問題はガンダをどうするかだけど、私の一撃が軽かったようで、彼はすでに目を覚ましていた。覚ましてはいても、木に縛り付けられている。
「こんなことをしてタダで済むわけがないぞ、お前たち!」
威勢のいいことに、そんなことを口走っているが、エマはもっと実際的だった。
「口が達者な間抜けには、少しは躾が必要だな」
エマがガンダの手を掴むと、その人差し指を握り込んだ。
「こういう趣向はどうかな、未来の侯爵くん」
あっさりとエマはガンダの人差し指を逆方向にへし折り、情けない絶叫が響き渡った。
「ちょっと、エマ、やりすぎよ」
さすがにユリアが止めるが、私は内心、止めるのが遅い、と笑いそうだった。ユリアも形だけの制止をしたようなものだ。
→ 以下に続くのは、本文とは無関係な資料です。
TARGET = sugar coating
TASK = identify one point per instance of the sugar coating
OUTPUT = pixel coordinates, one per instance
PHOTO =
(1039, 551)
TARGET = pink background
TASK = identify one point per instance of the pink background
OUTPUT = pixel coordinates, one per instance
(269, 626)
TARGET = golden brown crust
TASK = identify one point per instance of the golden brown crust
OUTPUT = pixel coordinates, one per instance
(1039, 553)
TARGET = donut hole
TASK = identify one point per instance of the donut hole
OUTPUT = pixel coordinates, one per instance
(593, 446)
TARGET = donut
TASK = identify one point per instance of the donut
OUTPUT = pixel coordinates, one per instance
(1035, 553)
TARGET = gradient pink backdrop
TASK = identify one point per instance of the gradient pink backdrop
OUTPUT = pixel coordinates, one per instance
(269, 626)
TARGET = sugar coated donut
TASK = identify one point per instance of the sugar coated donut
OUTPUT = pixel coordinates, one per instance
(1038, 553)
「これで懲りるだろうさ。それとももう一本、いっておくか?」
悪びれないエマに、恐怖しかない顔を見せるガンダも滑稽だ。
エマはユリアになだめられる形で、それ以上はガンダに手を出さなかったけど、私たちは彼と彼の仲間を解放したりはしなかった。すぐに仲間が戻ってくるだろうが、しばらくは辱めを受けてもらおう。
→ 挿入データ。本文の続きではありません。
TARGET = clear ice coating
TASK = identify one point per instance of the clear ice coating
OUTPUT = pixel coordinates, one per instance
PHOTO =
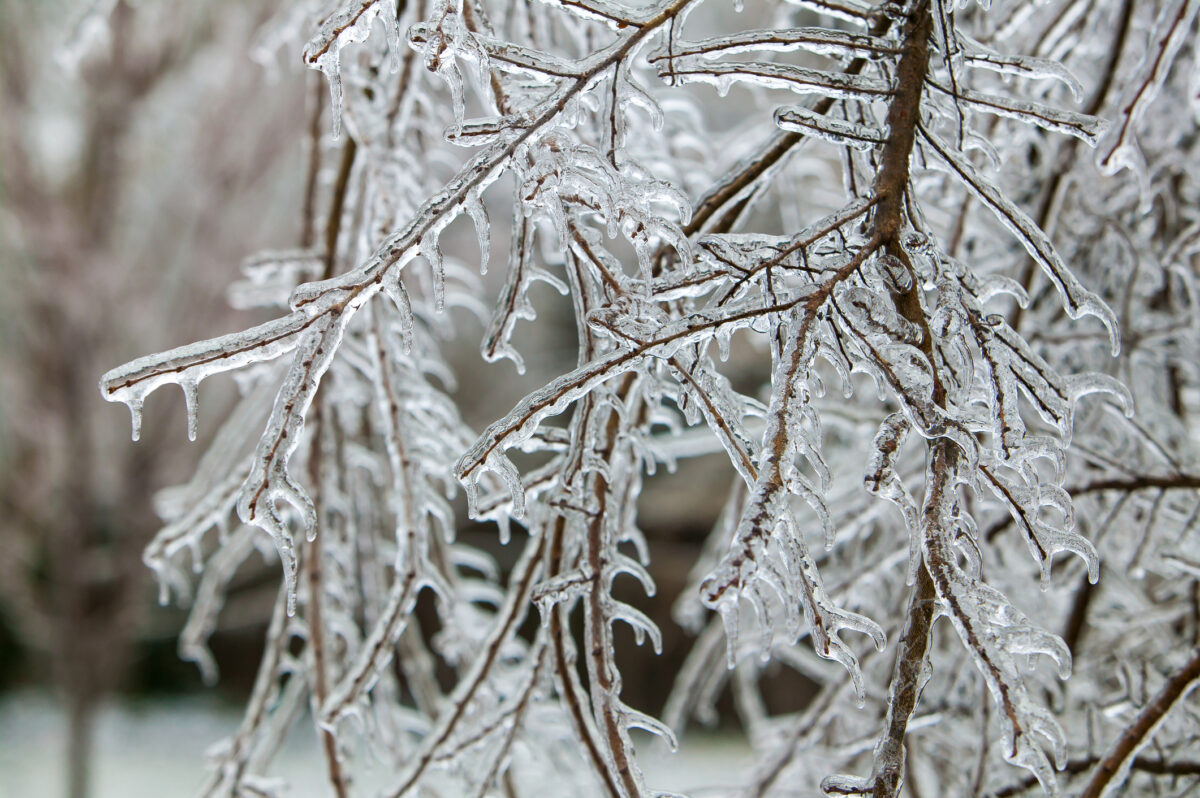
(899, 341)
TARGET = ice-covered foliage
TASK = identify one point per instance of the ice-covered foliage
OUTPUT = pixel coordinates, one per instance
(978, 352)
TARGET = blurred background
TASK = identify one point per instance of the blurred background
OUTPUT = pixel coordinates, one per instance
(145, 150)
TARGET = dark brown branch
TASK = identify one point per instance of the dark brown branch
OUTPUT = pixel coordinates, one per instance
(1143, 727)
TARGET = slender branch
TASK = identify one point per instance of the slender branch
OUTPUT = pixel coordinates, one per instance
(1126, 747)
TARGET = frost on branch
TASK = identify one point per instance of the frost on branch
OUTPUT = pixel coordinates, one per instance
(875, 270)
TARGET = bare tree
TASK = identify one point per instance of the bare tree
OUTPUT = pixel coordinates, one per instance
(907, 210)
(76, 185)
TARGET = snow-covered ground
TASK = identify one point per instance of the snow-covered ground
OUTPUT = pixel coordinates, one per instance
(155, 749)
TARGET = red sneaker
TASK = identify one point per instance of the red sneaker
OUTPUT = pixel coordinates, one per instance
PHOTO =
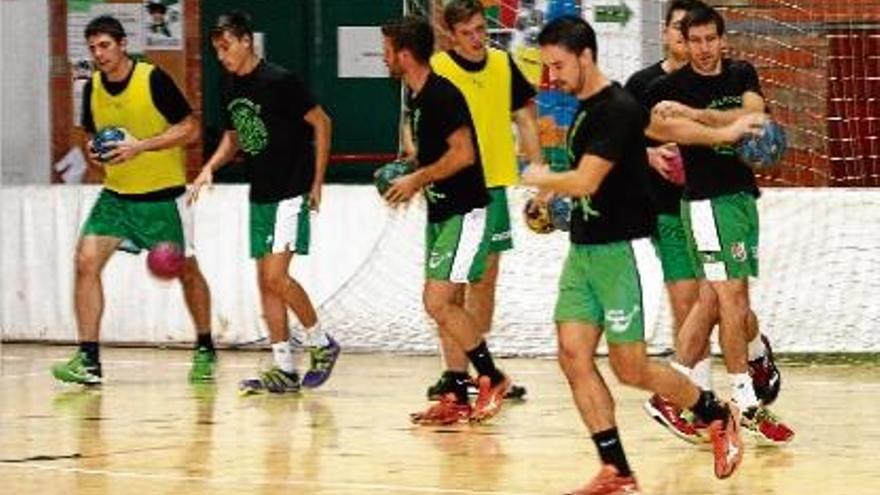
(673, 418)
(489, 398)
(446, 412)
(766, 427)
(608, 482)
(766, 378)
(726, 443)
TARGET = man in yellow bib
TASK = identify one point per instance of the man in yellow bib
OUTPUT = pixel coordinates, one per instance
(142, 202)
(496, 93)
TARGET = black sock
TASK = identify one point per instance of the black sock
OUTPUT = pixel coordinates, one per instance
(611, 451)
(458, 382)
(482, 361)
(90, 349)
(205, 340)
(709, 409)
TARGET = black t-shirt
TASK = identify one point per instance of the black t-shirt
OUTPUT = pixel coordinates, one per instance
(667, 195)
(166, 96)
(437, 111)
(611, 125)
(266, 108)
(521, 91)
(711, 171)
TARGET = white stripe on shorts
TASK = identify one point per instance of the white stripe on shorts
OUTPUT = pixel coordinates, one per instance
(651, 282)
(706, 237)
(286, 225)
(473, 229)
(186, 212)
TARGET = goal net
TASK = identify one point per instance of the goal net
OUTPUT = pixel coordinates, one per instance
(819, 66)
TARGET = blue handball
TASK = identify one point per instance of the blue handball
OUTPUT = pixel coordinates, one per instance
(560, 213)
(765, 150)
(388, 173)
(106, 140)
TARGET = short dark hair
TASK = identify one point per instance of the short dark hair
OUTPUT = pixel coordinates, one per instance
(105, 24)
(236, 23)
(458, 11)
(676, 5)
(570, 32)
(411, 33)
(157, 7)
(701, 15)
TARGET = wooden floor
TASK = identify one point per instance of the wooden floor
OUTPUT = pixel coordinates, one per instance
(147, 431)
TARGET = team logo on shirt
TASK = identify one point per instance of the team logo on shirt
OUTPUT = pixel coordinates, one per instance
(253, 137)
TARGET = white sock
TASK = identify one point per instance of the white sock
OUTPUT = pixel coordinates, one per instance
(702, 374)
(316, 337)
(283, 355)
(742, 391)
(756, 348)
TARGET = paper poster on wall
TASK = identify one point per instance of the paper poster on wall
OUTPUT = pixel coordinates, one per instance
(360, 52)
(163, 24)
(129, 15)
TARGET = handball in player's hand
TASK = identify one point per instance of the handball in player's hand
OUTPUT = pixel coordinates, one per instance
(763, 149)
(106, 140)
(166, 260)
(560, 213)
(537, 217)
(388, 173)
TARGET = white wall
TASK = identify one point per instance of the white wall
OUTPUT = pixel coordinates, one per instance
(820, 259)
(24, 92)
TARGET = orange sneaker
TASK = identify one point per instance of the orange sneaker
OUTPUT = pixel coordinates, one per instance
(609, 482)
(673, 418)
(726, 443)
(489, 398)
(446, 412)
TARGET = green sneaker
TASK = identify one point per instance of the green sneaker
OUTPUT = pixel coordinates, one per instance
(273, 380)
(78, 370)
(204, 365)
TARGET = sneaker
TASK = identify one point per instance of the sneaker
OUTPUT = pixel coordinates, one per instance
(726, 443)
(273, 380)
(673, 418)
(766, 378)
(445, 412)
(609, 482)
(322, 361)
(78, 370)
(442, 387)
(766, 427)
(204, 365)
(489, 398)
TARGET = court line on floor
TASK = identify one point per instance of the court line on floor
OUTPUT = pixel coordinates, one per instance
(225, 480)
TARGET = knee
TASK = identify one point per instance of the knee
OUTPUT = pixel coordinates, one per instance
(272, 283)
(572, 360)
(191, 272)
(631, 373)
(436, 307)
(87, 264)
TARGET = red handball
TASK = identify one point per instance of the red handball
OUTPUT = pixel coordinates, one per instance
(676, 169)
(165, 260)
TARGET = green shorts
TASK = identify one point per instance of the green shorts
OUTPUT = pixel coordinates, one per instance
(723, 236)
(280, 227)
(499, 221)
(141, 224)
(616, 287)
(671, 240)
(456, 248)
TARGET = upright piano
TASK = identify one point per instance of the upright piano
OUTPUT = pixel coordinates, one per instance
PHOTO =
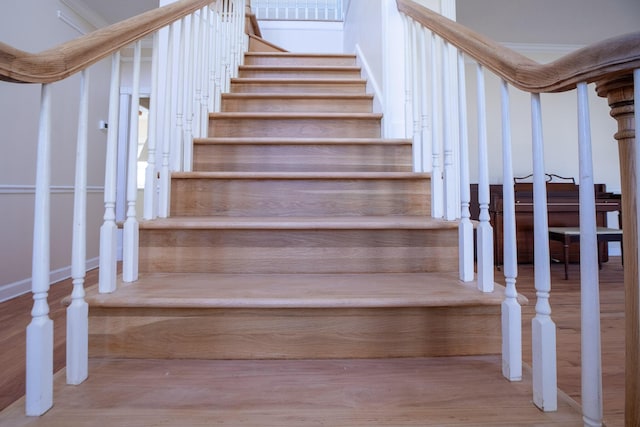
(563, 211)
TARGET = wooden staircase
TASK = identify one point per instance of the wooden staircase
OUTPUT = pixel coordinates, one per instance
(300, 233)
私たちはこの夜も日が昇る前に移動を開始して、翌日の夕方にはゴール地点として設定されていた第五都市の駐屯騎士団の屯所にたどり着いた。もちろん、一番乗りではない。
教官は私たちが荷物をほとんど放棄していることに気づき、しかし深く追及せずに「減点だ」と言っただけだった。
「お遊戯会の小道具を奪えばよかった」
エマがそう言って、私たち三人はくすくすと笑った。
そんなことが、王立騎士学校に入って二ヶ月目にあったことで、この経験はいくつかの展開の予兆ではあったけど、その時の私は信頼できる仲間である、エマ、ミリカ、ユリアがいることに、十分に満足していた。
やっと私は、認め合える仲間を得たのだった。それも対等で、同年輩の。